The decision to approve controversial plans for a new coal mine in west Cumbria has drawn a mixed reaction across the county.

West Cumbria Mining’s proposed development was approved on Friday but while Cumbria County Council’s Development Control and Regulation Committee has given the development the green light, the council can’t formally give it permission yet.

A holding direction has been issued meaning Robert Jenrick, the Secretary of State for Housing, Communities and Local Government, is considering whether or not to call in the decision and make the final call himself.

During the meeting that was held on Friday, councillor Chris Whiteside, for Egremont North and St Bees, stressed that the majority of local people were in favour. He said: “The time of coal for making steel is not over. It is better for our people and the environment to make that steel in Britain and Europe with coal mined in an environmentally-sensitive way from under the sea or land off my division and taken by rail to Redcar, Scunthorpe and Port Talbot than to use steel made with coal from Russia and the USA, much of it strip-mined in the Appalachians and shipped across the Atlantic.”

Councillor Alan McGuckin said he supported the steel industry but voted against as he felt, globally, the coal mine was not needed.

Case officer Paul Haggin told members coal is necessary at this present time to make steel and no coal of this grade is produced anywhere the UK or Europe because if there was we wouldn’t be importing it.

Once the vote was announced XR Activists, dressed as forensic investigators, set up the climate ‘crime scene’, with tape cordoning off an area outside the county offices, and chalk-outlined bodies of a human, a bee and a butterfly. One of the activists then delivered a speech charging the county council with a “climate crime”, “a serious offence with grievous impact on the lives of Cumbrians and on every single person living on this planet”.

One of the XR activists, George Smith, said: “The council report contains many claims that are simply untrue, a point made by several of those who spoke today, and we expect these to be the subject of legal challenge.
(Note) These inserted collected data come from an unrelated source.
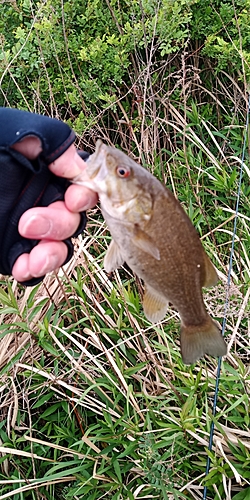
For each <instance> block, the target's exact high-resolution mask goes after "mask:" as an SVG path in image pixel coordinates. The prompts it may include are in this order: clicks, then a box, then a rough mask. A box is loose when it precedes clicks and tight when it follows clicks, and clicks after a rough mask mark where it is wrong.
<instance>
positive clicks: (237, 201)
mask: <svg viewBox="0 0 250 500" xmlns="http://www.w3.org/2000/svg"><path fill="white" fill-rule="evenodd" d="M249 114H250V95H249V99H248V108H247V116H246V125H245V133H244V141H243V147H242V155H241V165H240V176H239V183H238V192H237V197H236V206H235V218H234V228H233V237H232V245H231V251H230V259H229V269H228V276H227V292H226V301H225V309H224V317H223V323H222V332H221V333H222V335H223V337H224V334H225V328H226V322H227V312H228V306H229V288H230V281H231V272H232V267H233V256H234V242H235V237H236V228H237V220H238V213H239V203H240V192H241V184H242V176H243V168H244V159H245V152H246V146H247V132H248V126H249ZM221 359H222V358H221V357H220V358H219V360H218V369H217V376H216V383H215V390H214V400H213V419H212V422H211V428H210V435H209V444H208V451H210V452H211V451H212V446H213V438H214V418H215V416H216V408H217V400H218V391H219V382H220V373H221ZM210 464H211V459H210V457H209V456H208V457H207V464H206V476H207V474H208V473H209V470H210ZM206 498H207V486H204V490H203V497H202V500H206Z"/></svg>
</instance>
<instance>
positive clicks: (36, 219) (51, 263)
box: [12, 137, 97, 282]
mask: <svg viewBox="0 0 250 500" xmlns="http://www.w3.org/2000/svg"><path fill="white" fill-rule="evenodd" d="M12 148H13V149H15V150H16V151H19V152H20V153H22V154H23V155H24V156H25V157H26V158H28V159H30V160H34V159H35V158H36V157H37V156H38V155H39V153H40V152H41V142H40V140H39V139H38V138H37V137H26V138H25V139H23V140H22V141H20V142H17V143H15V144H14V145H13V146H12ZM84 168H85V162H84V161H83V160H82V159H81V157H80V156H79V155H78V153H77V150H76V148H75V146H74V145H73V144H71V146H70V147H69V148H68V149H67V150H66V151H65V152H64V153H63V154H62V155H61V156H60V157H59V158H57V159H56V160H55V161H54V162H53V163H51V164H50V165H49V170H50V171H51V172H52V173H53V174H55V175H57V176H59V177H64V178H68V179H71V178H73V177H75V176H76V175H78V174H79V173H80V172H81V171H82V170H84ZM96 203H97V194H96V193H94V191H91V190H89V189H87V188H84V187H82V186H78V185H75V184H72V185H70V186H69V187H68V189H67V191H66V192H65V198H64V201H56V202H54V203H52V204H50V205H49V206H47V207H35V208H30V209H29V210H27V211H26V212H24V213H23V215H22V216H21V218H20V220H19V224H18V231H19V233H20V234H21V235H22V236H23V237H25V238H31V239H34V240H40V241H39V243H38V244H37V245H36V246H35V247H34V248H32V250H31V251H30V253H23V254H22V255H20V257H18V259H17V260H16V261H15V263H14V266H13V268H12V275H13V277H14V278H15V279H16V280H17V281H20V282H23V281H27V280H30V279H31V278H37V277H41V276H44V274H46V273H48V272H50V271H53V270H54V269H56V268H58V267H60V266H61V265H62V264H63V263H64V262H65V260H66V258H67V254H68V248H67V245H66V244H65V243H64V242H63V240H65V239H67V238H69V237H70V236H72V235H73V234H74V233H75V232H76V230H77V228H78V226H79V223H80V213H79V212H83V211H85V210H87V209H89V208H92V207H93V206H94V205H95V204H96Z"/></svg>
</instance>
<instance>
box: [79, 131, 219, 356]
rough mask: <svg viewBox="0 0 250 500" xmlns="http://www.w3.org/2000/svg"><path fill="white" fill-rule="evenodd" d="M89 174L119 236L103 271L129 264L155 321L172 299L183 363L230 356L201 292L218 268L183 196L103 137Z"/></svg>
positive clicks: (112, 225)
mask: <svg viewBox="0 0 250 500" xmlns="http://www.w3.org/2000/svg"><path fill="white" fill-rule="evenodd" d="M86 174H87V175H88V179H87V178H86ZM86 174H83V176H81V177H80V178H76V179H75V180H74V181H75V182H78V183H80V184H84V185H86V186H88V187H90V188H92V189H94V190H96V191H97V192H98V193H99V197H100V202H101V209H102V212H103V216H104V218H105V220H106V222H107V225H108V227H109V230H110V232H111V235H112V238H113V240H112V242H111V245H110V247H109V249H108V252H107V255H106V257H105V261H104V267H105V269H106V270H107V271H109V272H110V271H112V270H114V269H116V268H117V267H119V266H121V265H122V264H123V263H124V262H126V263H127V264H128V265H129V267H130V268H131V269H132V270H133V271H134V272H135V273H136V274H137V275H138V276H139V277H140V278H142V279H143V280H144V282H145V295H144V300H143V308H144V312H145V315H146V317H147V318H148V319H149V320H150V321H152V322H157V321H160V320H161V319H162V318H163V317H164V316H165V314H166V311H167V308H168V303H169V302H171V304H173V306H174V307H175V308H176V309H177V310H178V312H179V314H180V317H181V351H182V357H183V360H184V362H186V363H193V362H194V361H196V359H199V358H200V357H202V356H203V355H204V354H211V355H214V356H221V355H224V354H226V344H225V342H224V340H223V338H222V336H221V334H220V332H219V330H218V328H217V326H216V324H215V323H214V322H213V320H212V319H211V318H210V316H209V315H208V313H207V312H206V309H205V306H204V302H203V295H202V287H203V286H213V285H215V284H216V282H217V274H216V271H215V269H214V267H213V265H212V263H211V262H210V260H209V258H208V256H207V255H206V253H205V251H204V249H203V247H202V244H201V242H200V239H199V236H198V234H197V232H196V230H195V228H194V227H193V225H192V223H191V221H190V219H189V218H188V216H187V215H186V213H185V212H184V210H183V208H182V207H181V205H180V203H179V202H178V200H176V199H175V198H174V196H173V195H172V193H171V192H170V191H169V190H167V189H166V188H165V187H164V186H163V185H162V184H161V183H160V181H158V180H157V179H156V178H155V177H154V176H153V175H152V174H151V173H150V172H148V171H147V170H146V169H144V168H143V167H141V166H140V165H137V164H136V163H135V162H134V161H133V160H131V159H130V158H128V157H127V156H126V155H125V154H124V153H122V152H121V151H119V150H117V149H115V148H110V147H107V146H104V145H103V144H102V143H101V141H98V143H97V148H96V152H95V154H94V155H92V156H91V157H90V160H89V161H88V167H87V169H86Z"/></svg>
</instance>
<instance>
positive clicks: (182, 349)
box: [180, 315, 227, 365]
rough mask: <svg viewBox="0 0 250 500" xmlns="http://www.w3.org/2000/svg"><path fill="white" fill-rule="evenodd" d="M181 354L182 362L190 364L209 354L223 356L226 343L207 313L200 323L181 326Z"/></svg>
mask: <svg viewBox="0 0 250 500" xmlns="http://www.w3.org/2000/svg"><path fill="white" fill-rule="evenodd" d="M180 333H181V354H182V359H183V362H184V363H185V364H187V365H190V364H192V363H194V362H195V361H197V360H198V359H200V358H202V357H203V356H204V355H205V354H209V355H210V356H224V355H225V354H226V353H227V345H226V342H225V340H224V339H223V337H222V335H221V332H220V330H219V328H218V327H217V325H216V323H215V322H214V321H213V320H212V318H210V316H209V315H207V317H206V319H205V321H204V322H203V323H201V324H200V325H194V326H192V325H189V326H185V325H184V324H182V326H181V330H180Z"/></svg>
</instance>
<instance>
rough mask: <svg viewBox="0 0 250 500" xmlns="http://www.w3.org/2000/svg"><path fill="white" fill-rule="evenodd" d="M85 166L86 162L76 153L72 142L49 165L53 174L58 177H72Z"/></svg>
mask: <svg viewBox="0 0 250 500" xmlns="http://www.w3.org/2000/svg"><path fill="white" fill-rule="evenodd" d="M85 168H86V163H85V162H84V161H83V160H82V158H81V157H80V156H79V154H78V153H77V150H76V148H75V146H74V144H71V146H70V147H69V148H68V149H67V150H66V151H65V152H64V153H63V154H62V155H61V156H59V158H57V159H56V160H55V161H54V162H53V163H51V164H50V165H49V169H50V171H51V172H53V174H55V175H58V176H59V177H66V178H67V179H73V177H75V176H76V175H78V174H80V172H82V170H84V169H85Z"/></svg>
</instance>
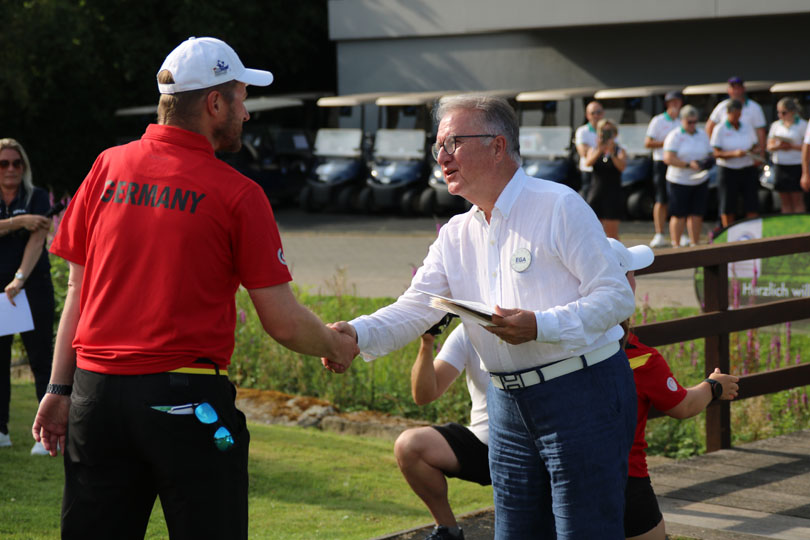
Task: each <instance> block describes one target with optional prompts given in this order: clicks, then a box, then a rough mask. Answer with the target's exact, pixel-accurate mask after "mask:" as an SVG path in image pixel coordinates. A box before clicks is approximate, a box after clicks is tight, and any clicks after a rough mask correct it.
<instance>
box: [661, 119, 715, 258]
mask: <svg viewBox="0 0 810 540" xmlns="http://www.w3.org/2000/svg"><path fill="white" fill-rule="evenodd" d="M679 116H680V120H681V127H680V128H678V129H674V130H672V131H671V132H670V133H669V134H668V135H667V137H666V138H665V139H664V163H666V164H667V165H668V167H667V176H666V178H667V193H668V195H669V213H670V215H671V216H672V217H670V220H669V235H670V237H671V239H672V245H673V247H678V246H679V244H680V239H681V235H682V234H683V231H684V227H686V228H687V230H688V232H689V241H690V243H691V245H693V246H695V245H697V244H698V242H699V241H700V232H701V228H702V227H703V215H704V214H705V213H706V199H707V198H708V194H709V182H708V180H709V171H708V168H709V166H710V165H711V163H709V161H711V160H710V159H709V158H710V157H711V155H712V147H711V144H709V136H708V135H706V132H705V131H703V130H702V129H698V127H697V121H698V112H697V109H695V108H694V107H692V106H691V105H687V106H685V107H683V108H682V109H681V111H680V115H679Z"/></svg>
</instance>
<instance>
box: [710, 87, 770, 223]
mask: <svg viewBox="0 0 810 540" xmlns="http://www.w3.org/2000/svg"><path fill="white" fill-rule="evenodd" d="M742 107H743V105H742V103H741V102H740V101H737V100H736V99H732V100H731V101H729V103H728V105H727V107H726V111H727V113H726V121H725V122H723V123H722V124H718V125H717V126H716V127H715V128H714V130H713V131H712V136H711V144H712V147H713V148H714V157H715V158H717V195H718V198H719V199H720V221H721V222H722V223H723V227H728V226H729V225H731V224H732V223H734V219H735V218H736V214H737V198H738V196H740V195H741V196H742V199H743V212H744V213H745V217H748V218H751V217H757V216H758V215H759V213H758V212H759V200H758V199H757V191H758V189H759V181H758V178H757V171H758V170H757V167H756V164H755V162H754V159H755V157H756V156H757V155H758V154H759V153H760V146H759V141H758V138H757V134H756V131H754V126H752V125H751V124H748V123H746V122H743V121H741V120H740V117H741V116H742Z"/></svg>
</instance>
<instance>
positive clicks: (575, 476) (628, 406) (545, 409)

“It has blatantly ignored the overwhelming evidence presented to it by the scientific community who warn that the coal mine will contribute significantly to the climate crisis. Its decision on Friday is reckless beyond belief. The climate crisis isn’t going away, and neither are the many ordinary people who oppose this coal mine. We won’t accept this decision lying down.”

Another activist, Gwen Harrison, said “the idea that we can just carry on emitting greenhouse gases as normal until a 2050 cliff edge is crazy. We need to be making deep cuts between now and then, otherwise we’ve no hope of averting climate breakdown”.

Friends of the Earth has called for the government to call in the application.

Last month the Secretary of State Robert Jenrick refused permission for an opencast coal mine at Druridge Bay in Northumberland, saying it was “not environmentally acceptable”

Campaigner Estelle Worthington said: “It’s terrible that this new coal mine has been given the go-ahead in the middle of a climate crisis. The Secretary of State must intervene and call in this unnecessary and destructive application or else it contradicts everything the government like to say about taking climate change seriously.”

Copeland elected mayor Mike Starkie said he "wholeheartedly" welcomed the decision.

He added: “This is an important new export-led industrial project. It is a significant employment and new skills opportunity for Copeland and West Cumbria at this extremely challenging and difficult time, and will supply the domestic and European steel industry with high quality metallurgical coal."